Reauthorization and Staying Covered

Getting an initial approval is one stage; keeping coverage is another. Cigna's subcutaneous policy approves initial UC therapy for a defined period, then reviews continuation. To approve continued Skyrizi for roughly a year, the policy requires that the patient has been established on the drug for at least six months and shows a beneficial response. That response can be demonstrated through an objective measure such as fecal calprotectin, C-reactive protein, endoscopic assessment, or a reduced corticosteroid dose, or through symptom improvement such as decreased stool frequency or reduced rectal bleeding. Tracking these markers from the start of treatment makes reauthorization smoother, because the data your gastroenterologist needs to submit will already exist. A patient who has been on therapy less than six months or is restarting is reviewed under the initial-therapy criteria instead.

How to Verify Your Own Coverage and Handle a Denial

Because plan documents always supersede the general coverage policy, confirm the specifics for your own plan before assuming an answer.

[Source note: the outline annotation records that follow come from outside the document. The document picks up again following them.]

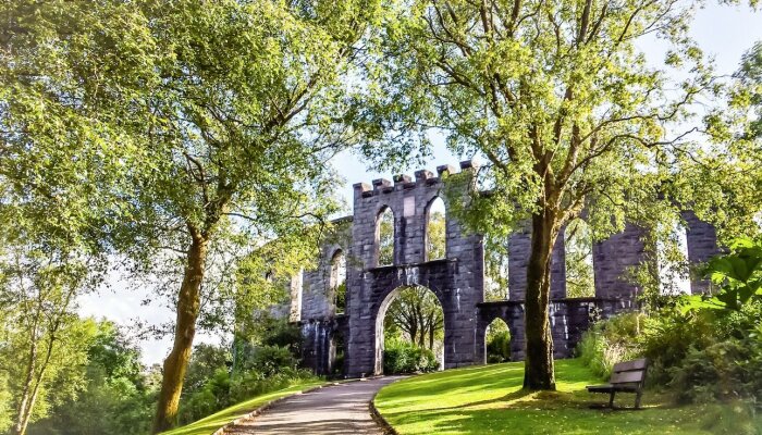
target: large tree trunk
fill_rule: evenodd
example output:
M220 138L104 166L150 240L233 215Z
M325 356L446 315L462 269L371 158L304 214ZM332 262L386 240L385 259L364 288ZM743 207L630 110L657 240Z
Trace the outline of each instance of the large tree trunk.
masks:
M546 208L532 215L525 310L527 355L524 365L524 387L528 389L555 389L553 336L548 318L551 253L556 236L554 221L554 213Z
M188 249L187 265L183 284L177 296L177 320L174 330L174 345L164 360L163 377L159 405L153 421L153 433L172 428L177 419L177 405L183 391L183 380L188 366L193 338L196 335L196 319L200 303L201 281L207 257L207 240L192 231L193 243Z
M32 408L34 406L33 397L33 383L35 373L35 363L37 360L37 346L33 339L32 347L29 349L29 358L26 365L26 374L24 378L24 388L22 390L21 399L19 400L19 408L16 412L15 423L13 424L13 435L24 435L26 433L26 426L29 423L29 417L32 414Z

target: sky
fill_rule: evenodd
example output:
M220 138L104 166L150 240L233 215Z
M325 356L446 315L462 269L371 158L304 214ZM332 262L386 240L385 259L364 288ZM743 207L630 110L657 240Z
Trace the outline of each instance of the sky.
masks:
M762 40L762 12L751 12L743 7L718 5L714 2L699 11L691 27L693 38L703 51L715 58L716 70L720 74L732 74L738 69L742 53L759 40ZM643 40L638 45L654 65L663 60L663 48L653 40ZM435 173L437 166L451 164L457 166L460 160L468 156L453 156L444 146L443 137L432 137L434 147L431 159L425 167L408 167L404 173L426 169ZM344 177L341 196L347 204L351 214L354 183L370 183L374 178L391 179L391 173L382 173L368 167L361 159L352 152L343 152L334 158L334 167ZM128 290L123 277L110 276L111 289L81 298L79 312L97 319L106 318L118 324L130 326L136 321L149 324L160 324L173 321L172 311L161 303L142 304L146 293ZM210 334L198 334L196 343L220 343L221 337ZM140 341L143 362L147 365L159 363L167 357L172 345L171 337L162 339L146 339Z

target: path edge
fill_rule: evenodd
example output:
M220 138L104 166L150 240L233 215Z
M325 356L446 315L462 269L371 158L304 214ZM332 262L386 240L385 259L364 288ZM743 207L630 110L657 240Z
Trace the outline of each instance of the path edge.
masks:
M389 421L386 420L386 418L384 418L384 417L381 414L381 411L379 411L379 409L376 408L376 397L379 395L379 393L381 393L382 389L384 389L384 388L386 388L388 386L390 386L390 385L392 385L392 384L395 384L395 383L397 383L397 382L400 382L400 381L402 381L402 380L404 380L404 378L407 378L407 377L409 377L409 376L401 376L398 380L396 380L396 381L394 381L394 382L391 382L391 383L389 383L389 384L382 386L381 388L379 388L378 391L376 391L376 394L373 395L373 398L370 399L370 402L368 403L368 408L370 408L370 417L376 421L376 423L377 423L379 426L381 426L381 430L383 431L383 433L384 433L385 435L400 435L400 433L397 432L396 428L394 428L394 426L392 426L391 423L389 423Z
M339 384L346 384L346 383L349 383L349 382L368 381L368 380L372 380L372 378L376 378L376 377L378 377L378 376L372 376L372 377L359 377L359 378L353 378L353 380L342 380L342 381L327 382L327 383L324 383L324 384L322 384L322 385L318 385L318 386L310 387L310 388L307 388L307 389L302 389L302 390L299 390L299 391L294 391L294 394L290 394L290 395L286 395L286 396L283 396L283 397L279 397L279 398L276 398L276 399L272 399L272 400L270 400L270 401L267 401L267 402L260 405L260 406L257 407L254 411L251 411L251 412L249 412L249 413L247 413L247 414L245 414L245 415L243 415L243 417L239 417L239 418L237 418L237 419L235 419L235 420L233 420L233 421L230 421L230 422L225 423L223 426L221 426L221 427L218 428L217 431L212 432L211 435L224 435L224 434L228 433L228 431L229 431L231 427L235 426L236 424L241 424L241 423L244 423L244 422L251 421L251 420L256 419L257 417L259 417L262 412L265 412L265 411L267 411L268 409L270 409L272 406L278 405L278 403L280 403L281 401L283 401L283 400L285 400L285 399L288 399L288 398L292 398L292 397L294 397L294 396L298 396L298 395L303 395L303 394L307 394L307 393L317 391L318 389L331 387L331 386L339 385ZM377 393L377 394L378 394L378 393ZM376 396L373 396L373 398L376 398ZM372 400L371 400L371 403L372 403ZM372 406L371 406L371 407L372 407ZM374 407L372 407L372 408L374 409ZM378 411L377 411L377 412L378 412ZM373 415L373 413L371 412L371 417L372 417L372 415ZM380 414L379 414L379 415L380 415ZM386 423L386 424L388 424L388 423ZM390 426L390 427L391 427L391 426ZM394 433L394 435L396 435L396 433Z

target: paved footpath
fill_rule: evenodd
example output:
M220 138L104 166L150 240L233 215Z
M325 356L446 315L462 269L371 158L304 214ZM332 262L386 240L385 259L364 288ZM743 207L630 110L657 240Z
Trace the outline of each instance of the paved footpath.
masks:
M370 400L401 376L332 385L279 401L251 421L225 431L235 435L383 434L370 417Z

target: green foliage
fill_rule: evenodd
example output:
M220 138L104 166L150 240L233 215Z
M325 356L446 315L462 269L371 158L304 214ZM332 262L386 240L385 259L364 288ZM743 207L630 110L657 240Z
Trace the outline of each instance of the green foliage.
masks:
M439 370L437 356L429 349L410 343L391 340L384 345L384 374L433 372Z
M226 346L198 345L188 364L180 407L187 424L233 403L292 385L316 381L297 369L302 343L298 326L262 313L256 328L242 330L234 355Z
M487 363L511 361L511 332L505 322L493 321L487 328Z
M201 389L207 381L214 377L219 371L226 371L231 360L230 349L225 346L204 343L194 346L190 362L185 372L183 397L190 396Z
M434 350L444 338L444 313L431 290L423 286L404 287L393 296L384 315L384 336Z
M169 432L163 432L164 435L209 435L233 420L239 419L262 405L279 399L281 397L298 394L310 387L316 387L322 384L322 381L311 378L300 383L296 383L287 388L279 389L272 393L266 393L254 398L246 398L244 401L237 402L211 415L206 415L188 425L176 427Z
M443 203L442 199L437 199L437 201ZM426 258L428 260L437 260L446 256L446 224L444 212L438 210L429 211L429 220L426 226Z
M394 213L385 209L378 222L379 265L394 264Z
M730 253L709 262L708 275L722 288L715 298L726 309L740 310L752 298L762 300L762 244L736 239Z
M103 321L87 355L82 388L33 423L28 433L147 434L156 390L146 385L139 350L113 323Z
M374 403L398 433L409 435L759 435L762 427L762 418L746 403L676 407L668 395L652 390L643 395L644 409L638 412L592 410L591 405L607 400L585 389L599 384L598 376L578 359L556 363L554 393L523 389L524 370L516 362L402 380L383 387ZM632 396L617 395L616 400L628 405Z
M643 314L631 312L593 324L577 345L580 361L600 378L611 376L614 364L641 353L637 337L643 319Z
M686 297L673 300L649 315L595 323L578 345L580 360L607 377L614 363L647 357L649 385L668 389L678 401L760 402L762 303L726 311L697 307Z

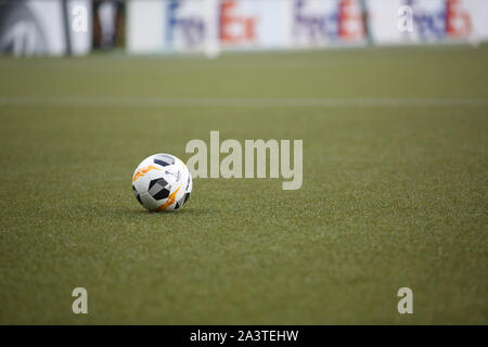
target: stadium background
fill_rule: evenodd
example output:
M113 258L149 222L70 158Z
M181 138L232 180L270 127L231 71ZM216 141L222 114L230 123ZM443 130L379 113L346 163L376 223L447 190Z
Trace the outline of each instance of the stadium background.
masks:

Start with your plan's formulary and benefit summary to see how Skyrizi is tiered and whether it falls under the pharmacy or medical benefit, and call the member services number on your Cigna card to confirm prior-authorization requirements. If your prior authorization is denied, you have the right to appeal, and a strong appeal pairs your gastroenterologist's letter of medical necessity with documentation of disease severity and prior treatments. The same objective measures Cigna uses for reauthorization, such as fecal calprotectin and endoscopic findings consistent with the AGA guideline framework, make that case more persuasive. Coverage is achievable when the clinical record clearly supports it.

This article is for educational purposes and is not medical advice. It is researched against current AGA clinical guidelines and peer-reviewed sources. Always discuss treatment decisions with your care team.